Below is the video that we presented at the above conference.
Whittle, J. and Symon, G. (2014). Multi-sensory experiences: exploring work-life balance in a digital world. [Seminar Presentation]. In: University College London Interaction Centre (UCLIC) Seminar Series, June 4, London, UK.
Digital technologies – smart phones, email, social networking, etc. – are fundamentally changing our relationship with work. Digital technologies enable us to be always connected and allow us to work wherever and whenever we want. However, the question remains as to how digital technologies affect our work-life balance. Is always-on connectivity a good thing because it gives us freedom to work any time and any place? Or does it cause unnecessary stress because we can never switch off?
The Digital Brain Switch (DBS) project is studying the changing nature of work-life balance as a result of digital technologies. We are particularly interested in how people switch between different work-life roles – parent, spouse, friend, co-worker, manager, employee – and how digital technologies either support this or act as a barrier.

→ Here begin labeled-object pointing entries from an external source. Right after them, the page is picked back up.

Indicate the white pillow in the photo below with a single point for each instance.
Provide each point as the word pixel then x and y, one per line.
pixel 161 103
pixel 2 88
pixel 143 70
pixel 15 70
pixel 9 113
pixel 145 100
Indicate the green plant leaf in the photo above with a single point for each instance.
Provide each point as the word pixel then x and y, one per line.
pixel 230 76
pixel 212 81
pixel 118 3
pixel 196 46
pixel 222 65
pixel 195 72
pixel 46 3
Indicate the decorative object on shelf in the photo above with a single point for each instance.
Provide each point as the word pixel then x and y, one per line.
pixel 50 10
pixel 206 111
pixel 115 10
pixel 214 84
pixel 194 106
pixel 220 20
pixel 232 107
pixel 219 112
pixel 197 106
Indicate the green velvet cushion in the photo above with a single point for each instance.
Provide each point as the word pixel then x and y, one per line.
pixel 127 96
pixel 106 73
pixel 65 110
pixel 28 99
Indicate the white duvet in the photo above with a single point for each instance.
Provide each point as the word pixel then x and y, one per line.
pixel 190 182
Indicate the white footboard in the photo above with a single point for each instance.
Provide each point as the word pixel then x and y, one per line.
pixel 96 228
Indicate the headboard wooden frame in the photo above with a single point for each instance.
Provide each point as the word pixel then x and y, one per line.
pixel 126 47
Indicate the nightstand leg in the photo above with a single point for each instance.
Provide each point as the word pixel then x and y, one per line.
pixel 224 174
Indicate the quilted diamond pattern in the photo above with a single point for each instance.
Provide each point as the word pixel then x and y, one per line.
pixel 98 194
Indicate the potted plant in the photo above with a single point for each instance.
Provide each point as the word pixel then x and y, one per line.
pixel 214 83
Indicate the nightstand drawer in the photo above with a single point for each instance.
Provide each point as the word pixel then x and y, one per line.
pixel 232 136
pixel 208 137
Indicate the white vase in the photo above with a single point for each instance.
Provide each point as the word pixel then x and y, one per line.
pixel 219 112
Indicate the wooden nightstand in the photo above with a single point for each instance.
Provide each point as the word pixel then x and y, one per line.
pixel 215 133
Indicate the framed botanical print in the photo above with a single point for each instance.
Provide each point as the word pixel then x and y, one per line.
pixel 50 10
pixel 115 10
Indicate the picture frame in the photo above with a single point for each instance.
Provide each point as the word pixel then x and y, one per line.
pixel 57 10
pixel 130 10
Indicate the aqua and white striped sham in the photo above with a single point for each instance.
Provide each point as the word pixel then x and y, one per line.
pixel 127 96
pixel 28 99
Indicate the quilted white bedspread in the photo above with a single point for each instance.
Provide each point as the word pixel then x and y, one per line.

In this talk, we will present early results from the project. The project takes a multi-disciplinary approach. We have worked with three diverse groups of participants to collect video diary and interview data on how digital technologies affect work-life balance. In addition, we are designing and building new technologies that could potentially help people to manage their work-life balance.
Chamakiotis, P. and Whiting, R. (2015). Help – I need a Digi Housekeeper! [Podcast]. In: The 2015 Cumbria Social Enterprise Partnership (CSEP) Annual Conference & Awards, March 9.
Presentation slides (without audio)
Mobile technologies and social media both provide excellent support for activities important to Social Entrepreneurs. However they also raise many issues that SEs may struggle with, often alone.
In this session the Digital Brain Switch team reported back on their research using video diaries and one-to-one interviews with social entrepreneurs and others who discussed how their use of such technologies is embedded in their everyday lives. They highlighted such activities and experiences as Digi-Housekeeping, Time Triage and Identity Struggles, as well as summarising the participants’ reflection on their own practices through the video diaries.
Whiting, R. and Chamakiotis, P. (2014). The Digital Brain Switch ‘Share a Cuppa’ Webinar. [Webinar], January 19.
• Presented our emerging research findings;
• Demonstrated our latest technology; and
• Discussed next steps to capture participants’ learning — we’d like to hear your experience since taking part!